A: For imbalanced datasets (medical imaging, defect detection where lesion < 5% of pixels), always use Dice or Dice+BCE. Dice normalizes by prediction size, so even rare classes get proper gradients. For balanced segmentation (outdoor scenes like Cityscapes where all classes have similar frequencies), BCE or cross-entropy works fine. In practice, Dice+BCE combined consistently outperforms either alone — BCE provides dense gradients, Dice corrects for imbalance.

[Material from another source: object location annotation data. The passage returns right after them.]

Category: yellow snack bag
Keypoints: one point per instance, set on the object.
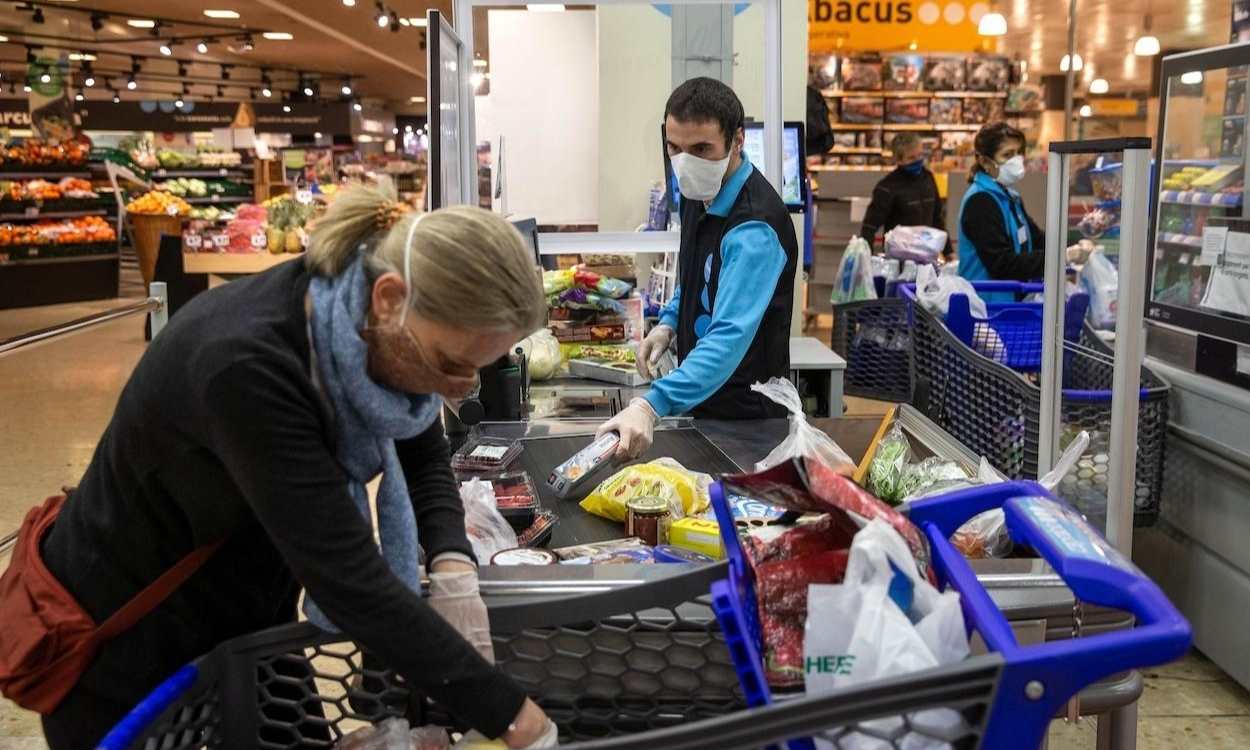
(663, 478)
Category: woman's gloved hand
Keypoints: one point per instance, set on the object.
(651, 349)
(454, 595)
(635, 424)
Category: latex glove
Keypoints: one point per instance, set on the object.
(455, 596)
(635, 424)
(651, 349)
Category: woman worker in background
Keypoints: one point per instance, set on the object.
(256, 418)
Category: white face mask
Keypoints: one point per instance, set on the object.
(1011, 170)
(699, 179)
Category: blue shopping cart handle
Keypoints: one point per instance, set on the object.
(140, 718)
(1093, 569)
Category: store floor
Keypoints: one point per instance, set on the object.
(58, 398)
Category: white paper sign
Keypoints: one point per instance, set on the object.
(1214, 239)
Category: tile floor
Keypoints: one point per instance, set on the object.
(56, 399)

Q: What's the difference between transposed convolution and bilinear upsampling + conv?
A: Transposed convolution learns upsampling weights (8× parameters for upsampling), which can produce "checkerboard artifacts" from uneven gradient overlap. Bilinear upsampling is parameter-free and smooth, followed by a regular conv for learned feature processing. The bilinear+conv approach is now preferred in most architectures (including U-Net++ and modern variants) because it avoids artifacts and is more stable to train. Memory footprint is also lower.
Q: How would you adapt U-Net for 3D medical images (CT/MRI volumes)?
A: Replace all 2D operations with 3D equivalents: nn.Conv2d→nn.Conv3d, nn.MaxPool2d→nn.MaxPool3d, nn.BatchNorm2d→nn.BatchNorm3d. The challenge is memory: a 512³ volume with 64 channels at float32 = 8GB. Solutions: (1) patch-based training (crop 128³ overlapping patches, stitch at test time); (2) mixed 2D+3D (2D encoder, 3D decoder for memory efficiency); (3) anisotropic convolutions for data with non-cubic voxels (CT often 0.5mm in-plane, 2mm slice thickness).